To enable the building of the first facilities of the OAC, the historical Holy Monastery of Gonia placed at the OAC’s disposal some 60,000 m2 of land adjacent to its monastery, which has been characterised by decree as being of 'exceptional beauty'. Construction work began in 1965 with financial support from the Evangelische Zentralstelle für Entwicklungshilfe/Bonn. With this support, the Evangelical Church of Germany wanted to give the people of Crete a token of repentance and reconciliation in a place closely connected with the Battle of Crete (1941) and with the utmost sacrifice made in the name of freedom and human dignity.
The State acknowledged the OAC as a 'religious foundation in the public interest' with the status of a legal person under private law, in accordance with the act of incorporation of the above (Notary's Office of Kolympari, Chania, Act No. 12.419/19-1-1970) which was ratified by the State (Royal Decree No. 838/31-12-1970 (Government Gazette 295, Series A).
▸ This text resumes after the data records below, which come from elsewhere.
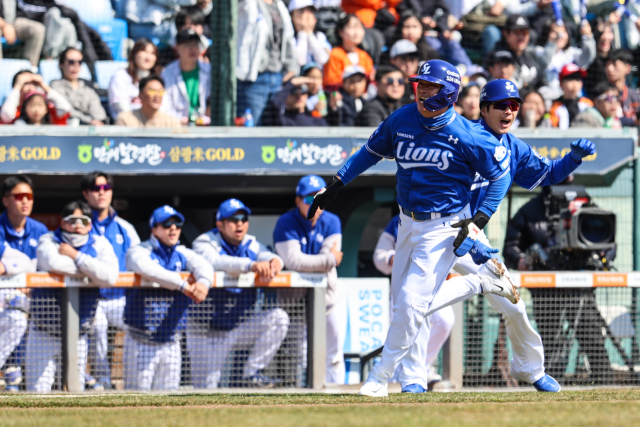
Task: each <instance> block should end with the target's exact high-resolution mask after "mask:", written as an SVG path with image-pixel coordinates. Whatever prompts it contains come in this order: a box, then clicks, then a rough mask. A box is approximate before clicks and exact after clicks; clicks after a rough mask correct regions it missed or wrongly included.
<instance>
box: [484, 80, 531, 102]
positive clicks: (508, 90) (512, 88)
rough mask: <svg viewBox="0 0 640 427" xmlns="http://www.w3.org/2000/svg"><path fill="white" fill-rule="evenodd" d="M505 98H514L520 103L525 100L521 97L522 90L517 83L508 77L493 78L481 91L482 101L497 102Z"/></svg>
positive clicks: (500, 100)
mask: <svg viewBox="0 0 640 427" xmlns="http://www.w3.org/2000/svg"><path fill="white" fill-rule="evenodd" d="M504 99H514V100H516V101H518V102H519V103H521V104H522V103H523V102H524V101H523V100H522V98H520V92H518V88H517V87H516V85H515V83H513V82H512V81H510V80H507V79H497V80H492V81H490V82H489V83H487V84H486V85H484V87H483V88H482V92H480V103H483V102H496V101H502V100H504Z"/></svg>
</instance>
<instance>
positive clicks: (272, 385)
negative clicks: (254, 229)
mask: <svg viewBox="0 0 640 427" xmlns="http://www.w3.org/2000/svg"><path fill="white" fill-rule="evenodd" d="M249 215H251V210H250V209H249V208H248V207H247V206H245V204H244V203H242V202H241V201H240V200H238V199H229V200H226V201H224V202H222V204H220V207H219V208H218V212H217V213H216V228H214V229H213V230H211V231H208V232H207V233H204V234H202V235H201V236H199V237H198V238H197V239H196V240H195V241H194V242H193V250H194V251H195V252H196V253H198V254H200V255H201V256H202V257H204V258H205V259H206V260H207V261H208V262H209V263H210V264H211V265H212V266H213V268H214V269H215V270H216V271H224V272H225V273H227V274H228V275H230V276H238V275H240V274H242V273H248V272H254V273H255V274H256V276H260V277H262V278H264V279H266V280H271V279H273V278H274V277H275V276H276V275H277V274H278V273H279V272H280V271H281V270H282V267H283V266H284V261H282V258H280V257H279V256H278V255H276V254H274V253H272V252H271V251H269V250H268V249H267V248H266V247H265V246H264V245H263V244H262V243H260V242H258V241H257V240H256V238H255V236H251V235H249V234H247V231H248V230H249ZM258 292H262V291H261V290H259V289H241V288H223V289H211V290H210V291H209V295H208V297H207V299H206V300H205V301H204V302H203V303H202V304H198V305H197V306H194V307H191V309H190V310H189V328H188V329H187V348H188V349H189V356H190V358H191V378H193V385H194V387H196V388H217V387H218V383H219V381H220V377H221V375H222V368H223V367H224V365H225V362H226V361H227V358H228V356H229V354H231V352H232V351H233V350H234V349H235V350H240V349H245V350H249V357H248V358H247V361H246V362H245V363H244V368H243V372H242V380H243V381H242V383H244V384H246V385H249V386H253V387H264V388H268V387H273V386H274V385H275V383H276V382H275V381H274V380H273V379H272V378H269V377H267V376H265V375H263V374H262V373H261V371H262V369H264V368H266V367H267V366H269V364H270V363H271V361H272V360H273V357H274V356H275V355H276V353H277V352H278V349H279V348H280V345H281V344H282V341H284V338H285V337H286V335H287V330H288V329H289V315H288V314H287V312H286V311H284V310H283V309H281V308H273V309H262V310H261V311H260V312H257V313H256V312H254V310H253V309H254V306H255V303H256V301H257V297H258Z"/></svg>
By a subsequent decision of the State, the OAC was also recognized as a non-governmental organization (NGO).
The Institution operates within the framework of the Holy Metropolis of Kissamos and Selinon and the Church of Crete, which has a semi-autonomous status within the jurisdiction of the Ecumenical Patriarchate. The spiritual protector of the OAC is the Ecumenical Patriarch, whose name is mentioned in every ritual at the institution.
The inauguration of the OAC took place on 13 October 1968, in the presence of representatives of all Orthodox churches, other Christian traditions and organizations, the universities of the country and a large audience. Against the suppressive atmosphere of monologue prevalent at the time, it was through the Orthodox Academy that the church resisted with dialogue. The people have unanimously supported the OAC from its beginning to the present day.
On 12 November 1995, His All Holiness the Ecumenical Patriarch Bartholomaios inaugurated the second building of the OAC, with which the OAC became one of the most up-to-date conference institutions in Greece. This building was funded by the European Union and the Greek State.